Sofi harnesses a suite of relatively low-tech approaches in an ingenious harmony — and could permanently change access to marine wildlife. Image supplied by MIT CSAIL.

MIT’s CSAIL lab has unveiled a soft-bodied, acoustically controlled swimming robot that has major implications for AUV technology and submarine wildlife monitoring.

Announced in a paper in Science Robotics on March 21, ‘SoFi’ and comprises of a suite of innovative technologies.

To start with, SoFi uses ultrasonic acoustic communications — sound waves, that travel much farther underwater than radio or radar, and elmininate one of the main needs for a tether, that keep many AUVs bound to a surface vessel. SoFi’s comms operate on a wavelength of 30-36 kilohertz, producing minimal disturbance, and mean SoFi can be controlled by a diver around 20 metres away.

Secondly, propulsion — SoFi is not driven by propellers, impellers or electric motors — but a simple system of water pumps and chambers that create lateral motion of SoFi’s ‘tail’ that mimics how real fish swim.

Sofi is designed to get as close as possible to aquatic wildlife, and the communications and propulsion systems create far less disturbance than traditional equivalents — a characteristic that should be enticing to any submarine application that requires extreme delicacy.

Such a simple propulsion system is made possible by the robot’s soft body — a tail of elastomer enables gentle force to produce the ‘swimming’ motion that pushes it through the water, with a set of ‘dorsal’ fins that can control pitch for diving or ascending, in conjunction with an internal buoyancy system that can also be controlled remotely.

“To our knowledge, this is the first robotic fish that can swim untethered in three dimensions for extended periods of time,” said lead author of the study, CSAIL PhD candidate Robert Katzschmann.

“We are excited about the possibility of being able to use a system like this to get closer to marine life than humans can get on their own.”

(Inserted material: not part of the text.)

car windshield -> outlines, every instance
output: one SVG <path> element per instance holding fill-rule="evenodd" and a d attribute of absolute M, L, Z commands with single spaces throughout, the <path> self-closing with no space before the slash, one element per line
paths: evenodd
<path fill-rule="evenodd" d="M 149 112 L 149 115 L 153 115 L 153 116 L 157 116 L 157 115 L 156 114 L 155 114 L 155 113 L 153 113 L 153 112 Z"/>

SoFi is composed of relatively low-tech, inexpensive components, including 3D-printed parts, a linux microprocessor, a Super Nintendo controller, and a Li-Ion battery similar to those in laptops and smartphone — which means that this elegant, disruptive mix of materials and approaches could also revolutionise access to marine photography in a manner akin to the way consumer drones have permanently altered aerial photography.